Hey look, we're still walking! Still more exciting than us kissing though

That being said, The Switch isn’t terrible. There are some nice quirky moments with Bateman and child, played with a natural ease by Thomas Robinson (so expect Nicholas Hoult style reinvention to cool hot teen in ten years from now). But being neither funny, nor romantic and a terrible waste of potential on all sides, it’s just a bit of a damp squib. An unloved wet patch on the mattress of noughties romcoms, which probably should never have been marketed as romcoms in the first place. Still… Jennifer Aniston’s hair looks nice.
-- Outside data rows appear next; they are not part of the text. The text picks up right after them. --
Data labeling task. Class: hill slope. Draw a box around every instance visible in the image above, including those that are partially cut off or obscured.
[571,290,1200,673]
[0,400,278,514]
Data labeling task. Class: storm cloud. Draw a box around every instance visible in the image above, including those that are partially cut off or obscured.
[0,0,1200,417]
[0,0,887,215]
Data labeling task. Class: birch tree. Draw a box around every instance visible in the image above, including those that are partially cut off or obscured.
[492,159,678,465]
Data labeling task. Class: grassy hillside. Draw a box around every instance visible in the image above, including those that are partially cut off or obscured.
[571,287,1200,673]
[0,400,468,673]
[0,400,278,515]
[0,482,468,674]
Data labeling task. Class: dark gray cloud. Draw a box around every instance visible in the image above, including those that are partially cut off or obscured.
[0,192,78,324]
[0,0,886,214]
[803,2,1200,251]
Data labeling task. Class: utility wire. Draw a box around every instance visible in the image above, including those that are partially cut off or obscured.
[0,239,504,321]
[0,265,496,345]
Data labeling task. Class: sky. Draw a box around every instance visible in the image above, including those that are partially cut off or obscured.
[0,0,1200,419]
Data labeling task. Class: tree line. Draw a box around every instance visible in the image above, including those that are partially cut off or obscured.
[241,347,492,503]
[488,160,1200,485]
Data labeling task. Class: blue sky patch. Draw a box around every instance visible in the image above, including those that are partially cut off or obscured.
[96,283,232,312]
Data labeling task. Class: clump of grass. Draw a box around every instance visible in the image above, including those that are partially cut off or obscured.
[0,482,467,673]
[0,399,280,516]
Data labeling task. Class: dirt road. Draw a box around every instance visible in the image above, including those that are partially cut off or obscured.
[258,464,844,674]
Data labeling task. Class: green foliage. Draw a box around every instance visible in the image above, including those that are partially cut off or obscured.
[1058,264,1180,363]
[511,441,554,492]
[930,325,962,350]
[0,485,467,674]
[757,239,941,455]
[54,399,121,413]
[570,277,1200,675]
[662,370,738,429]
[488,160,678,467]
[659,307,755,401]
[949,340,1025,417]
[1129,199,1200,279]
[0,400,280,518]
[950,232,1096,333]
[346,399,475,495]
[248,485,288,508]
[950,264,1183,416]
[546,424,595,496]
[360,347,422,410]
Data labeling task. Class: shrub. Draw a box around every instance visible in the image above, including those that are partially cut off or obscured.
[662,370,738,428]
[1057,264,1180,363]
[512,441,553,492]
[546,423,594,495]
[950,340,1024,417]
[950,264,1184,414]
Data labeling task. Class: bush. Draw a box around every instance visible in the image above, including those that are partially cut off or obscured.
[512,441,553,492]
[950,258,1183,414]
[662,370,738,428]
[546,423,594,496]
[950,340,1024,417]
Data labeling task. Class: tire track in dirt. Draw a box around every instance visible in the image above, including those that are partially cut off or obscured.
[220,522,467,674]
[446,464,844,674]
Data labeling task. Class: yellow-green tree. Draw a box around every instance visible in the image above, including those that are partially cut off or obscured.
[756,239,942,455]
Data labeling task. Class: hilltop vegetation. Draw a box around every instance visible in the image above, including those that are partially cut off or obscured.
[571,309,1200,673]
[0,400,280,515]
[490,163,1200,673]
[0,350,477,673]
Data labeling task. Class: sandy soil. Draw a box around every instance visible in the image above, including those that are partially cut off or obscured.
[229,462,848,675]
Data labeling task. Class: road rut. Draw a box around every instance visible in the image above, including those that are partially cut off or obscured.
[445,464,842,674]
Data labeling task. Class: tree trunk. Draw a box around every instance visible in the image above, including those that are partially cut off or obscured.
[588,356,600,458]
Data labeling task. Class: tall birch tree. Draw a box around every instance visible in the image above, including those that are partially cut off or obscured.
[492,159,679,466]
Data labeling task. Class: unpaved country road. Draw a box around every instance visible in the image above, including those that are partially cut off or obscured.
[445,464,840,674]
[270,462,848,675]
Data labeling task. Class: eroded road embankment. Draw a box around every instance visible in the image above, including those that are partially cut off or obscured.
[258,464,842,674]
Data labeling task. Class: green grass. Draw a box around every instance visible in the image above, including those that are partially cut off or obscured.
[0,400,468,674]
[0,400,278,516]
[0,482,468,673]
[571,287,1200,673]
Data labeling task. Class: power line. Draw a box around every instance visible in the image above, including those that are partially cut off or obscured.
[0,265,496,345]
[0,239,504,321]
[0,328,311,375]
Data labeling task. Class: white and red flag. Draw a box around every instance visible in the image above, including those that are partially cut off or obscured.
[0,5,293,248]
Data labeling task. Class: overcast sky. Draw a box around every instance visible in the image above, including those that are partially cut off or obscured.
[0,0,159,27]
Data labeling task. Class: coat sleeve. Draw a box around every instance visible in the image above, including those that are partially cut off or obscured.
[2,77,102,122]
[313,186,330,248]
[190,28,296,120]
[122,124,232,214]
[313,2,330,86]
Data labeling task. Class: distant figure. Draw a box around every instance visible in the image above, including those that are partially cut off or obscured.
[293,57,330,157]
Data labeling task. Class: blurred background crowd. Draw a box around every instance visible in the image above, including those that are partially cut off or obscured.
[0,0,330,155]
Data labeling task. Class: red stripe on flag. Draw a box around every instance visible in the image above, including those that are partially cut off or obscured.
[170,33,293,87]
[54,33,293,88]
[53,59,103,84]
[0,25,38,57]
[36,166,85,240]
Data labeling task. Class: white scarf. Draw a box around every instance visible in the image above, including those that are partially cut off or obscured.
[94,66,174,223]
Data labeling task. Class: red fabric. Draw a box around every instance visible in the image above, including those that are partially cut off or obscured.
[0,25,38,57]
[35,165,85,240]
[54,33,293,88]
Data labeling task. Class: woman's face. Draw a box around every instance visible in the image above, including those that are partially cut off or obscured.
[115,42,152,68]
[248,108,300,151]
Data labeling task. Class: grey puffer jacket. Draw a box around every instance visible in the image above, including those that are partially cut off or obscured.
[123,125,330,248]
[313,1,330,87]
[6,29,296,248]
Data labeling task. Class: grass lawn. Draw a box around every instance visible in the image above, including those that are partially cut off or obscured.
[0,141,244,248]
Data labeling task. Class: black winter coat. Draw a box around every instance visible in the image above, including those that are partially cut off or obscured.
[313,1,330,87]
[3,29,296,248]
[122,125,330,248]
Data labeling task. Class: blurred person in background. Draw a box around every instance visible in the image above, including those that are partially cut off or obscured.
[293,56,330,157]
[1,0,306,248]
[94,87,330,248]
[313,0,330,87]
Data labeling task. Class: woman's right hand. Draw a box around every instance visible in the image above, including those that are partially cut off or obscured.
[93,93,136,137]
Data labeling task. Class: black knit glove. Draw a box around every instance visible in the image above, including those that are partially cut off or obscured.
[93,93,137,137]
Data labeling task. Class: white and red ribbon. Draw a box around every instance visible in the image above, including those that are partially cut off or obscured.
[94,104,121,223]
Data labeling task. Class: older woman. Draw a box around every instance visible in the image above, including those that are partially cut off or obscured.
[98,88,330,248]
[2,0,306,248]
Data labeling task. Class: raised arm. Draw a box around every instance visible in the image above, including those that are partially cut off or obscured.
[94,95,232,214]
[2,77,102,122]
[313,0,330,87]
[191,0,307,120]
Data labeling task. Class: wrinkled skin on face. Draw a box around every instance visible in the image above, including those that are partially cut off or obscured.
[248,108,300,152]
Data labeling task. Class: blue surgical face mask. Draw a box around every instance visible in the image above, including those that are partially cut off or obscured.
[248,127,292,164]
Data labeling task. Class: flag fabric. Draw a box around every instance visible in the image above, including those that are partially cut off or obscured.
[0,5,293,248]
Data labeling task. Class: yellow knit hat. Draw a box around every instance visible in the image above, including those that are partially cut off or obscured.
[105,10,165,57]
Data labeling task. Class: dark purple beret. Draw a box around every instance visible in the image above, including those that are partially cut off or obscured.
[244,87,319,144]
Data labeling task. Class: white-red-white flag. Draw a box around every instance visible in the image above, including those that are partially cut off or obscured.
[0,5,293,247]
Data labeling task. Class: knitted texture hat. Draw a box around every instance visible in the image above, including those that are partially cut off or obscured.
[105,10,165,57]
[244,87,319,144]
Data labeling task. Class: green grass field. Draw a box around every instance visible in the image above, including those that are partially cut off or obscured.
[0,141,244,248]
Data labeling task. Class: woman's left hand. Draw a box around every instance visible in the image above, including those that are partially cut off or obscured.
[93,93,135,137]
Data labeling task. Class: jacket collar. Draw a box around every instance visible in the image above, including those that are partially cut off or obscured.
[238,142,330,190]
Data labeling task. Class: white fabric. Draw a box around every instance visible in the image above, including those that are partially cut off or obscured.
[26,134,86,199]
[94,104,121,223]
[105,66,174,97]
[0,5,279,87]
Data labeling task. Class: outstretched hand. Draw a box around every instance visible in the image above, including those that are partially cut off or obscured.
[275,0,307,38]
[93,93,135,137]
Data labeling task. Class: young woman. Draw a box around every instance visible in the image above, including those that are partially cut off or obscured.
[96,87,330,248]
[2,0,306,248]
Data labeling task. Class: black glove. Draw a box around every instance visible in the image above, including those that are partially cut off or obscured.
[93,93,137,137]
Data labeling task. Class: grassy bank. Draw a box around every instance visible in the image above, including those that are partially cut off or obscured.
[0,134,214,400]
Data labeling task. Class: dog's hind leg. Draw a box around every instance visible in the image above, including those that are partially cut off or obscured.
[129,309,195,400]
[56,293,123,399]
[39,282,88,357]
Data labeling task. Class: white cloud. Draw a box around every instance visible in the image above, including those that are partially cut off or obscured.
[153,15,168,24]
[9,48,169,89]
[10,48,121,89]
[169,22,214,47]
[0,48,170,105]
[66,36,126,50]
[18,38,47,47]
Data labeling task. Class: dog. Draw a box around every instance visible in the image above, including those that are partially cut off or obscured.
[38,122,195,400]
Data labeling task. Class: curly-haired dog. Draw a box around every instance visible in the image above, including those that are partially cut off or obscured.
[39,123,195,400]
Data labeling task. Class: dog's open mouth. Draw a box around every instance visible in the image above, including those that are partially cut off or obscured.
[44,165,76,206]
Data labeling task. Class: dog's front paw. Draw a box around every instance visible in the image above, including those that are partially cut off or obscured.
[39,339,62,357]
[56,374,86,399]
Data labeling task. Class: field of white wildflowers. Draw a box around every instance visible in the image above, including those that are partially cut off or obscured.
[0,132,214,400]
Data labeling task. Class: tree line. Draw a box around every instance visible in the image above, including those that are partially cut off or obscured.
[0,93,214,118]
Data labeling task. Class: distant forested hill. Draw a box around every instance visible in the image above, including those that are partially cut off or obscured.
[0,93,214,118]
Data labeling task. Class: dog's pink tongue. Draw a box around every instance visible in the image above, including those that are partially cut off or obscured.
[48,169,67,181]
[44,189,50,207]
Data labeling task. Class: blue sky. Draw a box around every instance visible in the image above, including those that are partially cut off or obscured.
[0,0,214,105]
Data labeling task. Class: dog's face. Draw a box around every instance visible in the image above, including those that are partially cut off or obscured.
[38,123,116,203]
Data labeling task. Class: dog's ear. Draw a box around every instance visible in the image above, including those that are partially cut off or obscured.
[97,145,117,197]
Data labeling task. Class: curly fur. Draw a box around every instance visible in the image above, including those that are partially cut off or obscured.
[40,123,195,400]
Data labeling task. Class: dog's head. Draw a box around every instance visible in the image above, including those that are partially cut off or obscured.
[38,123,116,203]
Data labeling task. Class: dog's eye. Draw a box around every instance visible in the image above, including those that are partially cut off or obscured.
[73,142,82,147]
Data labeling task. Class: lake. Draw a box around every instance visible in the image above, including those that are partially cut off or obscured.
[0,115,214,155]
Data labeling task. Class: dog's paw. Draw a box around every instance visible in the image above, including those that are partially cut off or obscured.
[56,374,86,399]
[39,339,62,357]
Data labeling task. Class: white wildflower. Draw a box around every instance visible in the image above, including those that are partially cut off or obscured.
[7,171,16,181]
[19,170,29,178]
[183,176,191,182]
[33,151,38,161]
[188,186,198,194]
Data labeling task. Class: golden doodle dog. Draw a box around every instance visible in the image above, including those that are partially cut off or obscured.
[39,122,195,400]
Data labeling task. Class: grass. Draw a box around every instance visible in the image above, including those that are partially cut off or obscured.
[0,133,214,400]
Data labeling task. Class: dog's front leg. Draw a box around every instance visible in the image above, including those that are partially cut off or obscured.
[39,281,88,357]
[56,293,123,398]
He’s Just Not That Into You film review

I went into He’s Just Not That Into You having heard worrying tales of how depressing it was from my friends. Turns out, I was pleasantly surprised.

The audience is faced with a multitude of characters in a multitude of storylines, revealing this lit-to-flick adaptation’s origins as a self-help book. The writers achieve a balancing act that circus performers would be proud of in keeping each of the starry ensemble’s disparate stories ticking along nicely before resolving them in a not-too-cloyingly-neat manner, whilst fleshing out what is presumably fairly dry relationship guidance prose into actual plots.

Consequently, there are actually enough plots for about 5 movies (hey, that’s 5 more than most indie films manage). What they all have in common is romance, of course, but it pays to not plump yourself down with your popcorn expecting the usual fluffy rom-com clichés. What you actually get are some well-observed witty truisms about relationships – girls believing guys are mean to us because they secretly like us, coming up with convoluted reasons why he hasn’t called, the implausible stories about friends-of-friends who make love work despite the odds. All these antics look patently ridiculous on the big-screen, especially when exposed by Justin Long’s everyman, but they’re all horrifying recognisable from real life.

Jennifer Connelly’s storyline sees her as a repressed suspicious wife (to The Hangover’s Bradley Cooper), Jennifer Aniston as the woman who can’t make her long-term boyfriend (Ben Affleck, at least attempting to act in a manner other than wooden) commit. Both plots are told in a pleasingly low-key manner and are all the better for being without the expected fireworks and melodrama; both characters manage to be more sympathetic precisely because the actresses playing them don’t jump for the ‘pity-me’ jugular.

IMDB trivia states that Connelly gets just 25 minutes screentime, Aniston only 20. Heaven alone knows how many Drew Barrymore gets then (12?!), yet she is typically luminous in her role, with her story of navigating the perils of techo-romance offering some light relief. In a cast that also includes Scarlett Johansson as a mistress, it’s surprising that the least-familiar name (Ginnifer Goodwin) bags the biggest storyline as the desperate girl whose actions are watch-through-fingers cringeworthy yet you can’t help realising you’ve probably been guilty of in the past (not something I cared to share with my boyfriend though!).

People’s disappointment in this film lies with its marketing department, who couldn’t resist the temptation to pepper their posters with love-hearts and photos of the all-too attractive cast smiling in a sunny manner. Although the end is uplifting, there are bumps along the way (and no, we don’t just mean Affleck’s acting) but they’re all-too realistic bumps dealt out with a nice dollop of wit and an air of freshness, taking this a notch above the rom-com formula. I’d take it over Love Actually any day of the week.